Bert van Gils ya ha barrido la calle. “El municipio no está trabajando hoy, así que lo haré con algunas personas del barrio”, dice.
“A las seis menos cuarto mi esposa me despertó porque un auto estaba en llamas. ¿No es mío, después de todo? Oímos un fuerte golpe e inmediatamente llamamos a la policía”.
Los vecinos están consternados, pero también resignados. Nadie conoce al propietario del autobús quemado, pero todos conocen el vehículo del techador.
Dos duros golpes
Tonnie van de Wildenberg también fue despertado bruscamente. “Escuchamos dos fuertes explosiones. No podía ver nada detrás, pero podía ver el humo moviéndose por la calle. Los bomberos controlaron rápidamente los dos incendios de coches”.
“Es verdad que esa furgoneta pertenece a un techador, pero no sé dónde vive. Es la enésima vez que vengo por aquí, ayer mismo en Leyhof.

Una mirada a las calles en torno a otro ataque muestra que en Graafsewijk viven muchos techadores. “La próxima vez que un techador aparque su furgoneta delante de nuestra puerta le pediré que la deje en otro lugar”, grita con determinación Bert van Gils. “Ya no confío en un techador”.
Pero un poco más tarde también se da cuenta de que eso no es posible. “No es agradable tener una furgoneta así delante de tu puerta, pero aquí todo el mundo puede aparcar”.
Otro coche en llamas
Además del autobús del techador, también resultó dañado un turismo aparcado junto a él. “Es de mi amiga”, dice Lindy, que está terriblemente decepcionada. “Había objetos allí que tenían valor sentimental y fueron destruidos.
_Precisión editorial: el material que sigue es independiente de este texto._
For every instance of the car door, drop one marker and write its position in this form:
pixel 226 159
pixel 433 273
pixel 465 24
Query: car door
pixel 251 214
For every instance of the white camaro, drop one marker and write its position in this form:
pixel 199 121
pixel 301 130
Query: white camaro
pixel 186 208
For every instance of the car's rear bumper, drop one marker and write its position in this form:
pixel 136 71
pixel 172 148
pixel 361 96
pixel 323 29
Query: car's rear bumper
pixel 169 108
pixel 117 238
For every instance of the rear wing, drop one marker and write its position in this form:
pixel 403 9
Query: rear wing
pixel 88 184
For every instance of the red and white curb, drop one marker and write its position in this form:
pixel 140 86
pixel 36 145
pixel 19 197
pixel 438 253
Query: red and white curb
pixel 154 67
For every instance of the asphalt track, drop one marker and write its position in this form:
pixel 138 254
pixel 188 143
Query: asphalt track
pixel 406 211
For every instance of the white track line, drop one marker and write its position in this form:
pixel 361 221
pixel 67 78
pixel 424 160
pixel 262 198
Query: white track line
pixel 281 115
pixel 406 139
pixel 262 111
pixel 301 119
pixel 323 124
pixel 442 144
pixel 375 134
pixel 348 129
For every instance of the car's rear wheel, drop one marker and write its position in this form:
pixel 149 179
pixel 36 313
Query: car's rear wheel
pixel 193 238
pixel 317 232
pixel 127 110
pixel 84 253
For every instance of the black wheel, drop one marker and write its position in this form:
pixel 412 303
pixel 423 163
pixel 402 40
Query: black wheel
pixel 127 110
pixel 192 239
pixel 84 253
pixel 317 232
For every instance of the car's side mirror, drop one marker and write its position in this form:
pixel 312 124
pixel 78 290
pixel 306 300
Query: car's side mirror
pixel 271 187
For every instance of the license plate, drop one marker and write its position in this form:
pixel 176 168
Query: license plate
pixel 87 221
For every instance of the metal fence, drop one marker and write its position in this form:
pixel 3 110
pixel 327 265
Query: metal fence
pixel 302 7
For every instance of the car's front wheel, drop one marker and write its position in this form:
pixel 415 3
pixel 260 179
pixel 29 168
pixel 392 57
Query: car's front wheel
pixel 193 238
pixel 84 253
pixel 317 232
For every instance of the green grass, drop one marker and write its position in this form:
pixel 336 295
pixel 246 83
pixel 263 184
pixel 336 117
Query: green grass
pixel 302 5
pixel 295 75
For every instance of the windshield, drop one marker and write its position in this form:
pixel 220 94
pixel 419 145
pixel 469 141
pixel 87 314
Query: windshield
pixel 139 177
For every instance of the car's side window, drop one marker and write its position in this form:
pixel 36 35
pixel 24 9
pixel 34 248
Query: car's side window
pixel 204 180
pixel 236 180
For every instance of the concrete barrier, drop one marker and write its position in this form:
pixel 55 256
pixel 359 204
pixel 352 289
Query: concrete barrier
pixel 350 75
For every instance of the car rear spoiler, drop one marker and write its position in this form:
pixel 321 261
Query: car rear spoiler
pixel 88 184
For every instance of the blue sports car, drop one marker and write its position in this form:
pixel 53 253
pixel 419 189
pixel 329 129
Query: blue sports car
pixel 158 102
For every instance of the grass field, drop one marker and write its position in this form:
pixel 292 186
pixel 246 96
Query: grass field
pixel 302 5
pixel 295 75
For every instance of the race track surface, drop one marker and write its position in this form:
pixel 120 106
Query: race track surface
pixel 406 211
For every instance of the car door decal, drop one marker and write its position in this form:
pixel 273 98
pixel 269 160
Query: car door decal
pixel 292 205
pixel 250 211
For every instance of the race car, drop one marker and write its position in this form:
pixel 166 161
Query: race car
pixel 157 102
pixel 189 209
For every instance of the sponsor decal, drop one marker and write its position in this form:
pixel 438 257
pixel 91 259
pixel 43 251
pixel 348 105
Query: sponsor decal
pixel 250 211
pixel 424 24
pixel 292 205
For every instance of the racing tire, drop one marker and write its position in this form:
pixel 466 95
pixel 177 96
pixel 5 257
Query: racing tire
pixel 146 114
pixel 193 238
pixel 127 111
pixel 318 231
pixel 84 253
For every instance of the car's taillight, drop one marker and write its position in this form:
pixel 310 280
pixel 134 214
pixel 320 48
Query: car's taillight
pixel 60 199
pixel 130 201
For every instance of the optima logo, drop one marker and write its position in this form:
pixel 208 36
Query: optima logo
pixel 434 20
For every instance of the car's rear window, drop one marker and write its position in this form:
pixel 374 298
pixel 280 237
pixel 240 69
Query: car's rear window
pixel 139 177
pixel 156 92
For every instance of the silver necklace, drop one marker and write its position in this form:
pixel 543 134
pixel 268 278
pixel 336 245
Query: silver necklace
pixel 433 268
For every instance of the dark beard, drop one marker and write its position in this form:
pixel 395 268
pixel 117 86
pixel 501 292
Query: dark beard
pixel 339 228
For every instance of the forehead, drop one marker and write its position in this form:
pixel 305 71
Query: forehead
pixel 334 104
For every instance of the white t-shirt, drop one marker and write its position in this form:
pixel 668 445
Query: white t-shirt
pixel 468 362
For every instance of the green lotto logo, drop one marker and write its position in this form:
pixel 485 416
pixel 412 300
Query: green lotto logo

Se trataba de cosas de gente que ya no está. Creemos que eso es muy malo. Pero ahora voy a intentar celebrar la Navidad”.
Mientras tanto, Bert van Gils limpia el último desastre. La calle vuelve a estar limpia y los restos quemados han sido retirados. “Ahora simplemente lleve mi coche al túnel de lavado y todo volverá a estar limpio”, concluye Bert. “Mientras no haya habido muertes, estoy bien”.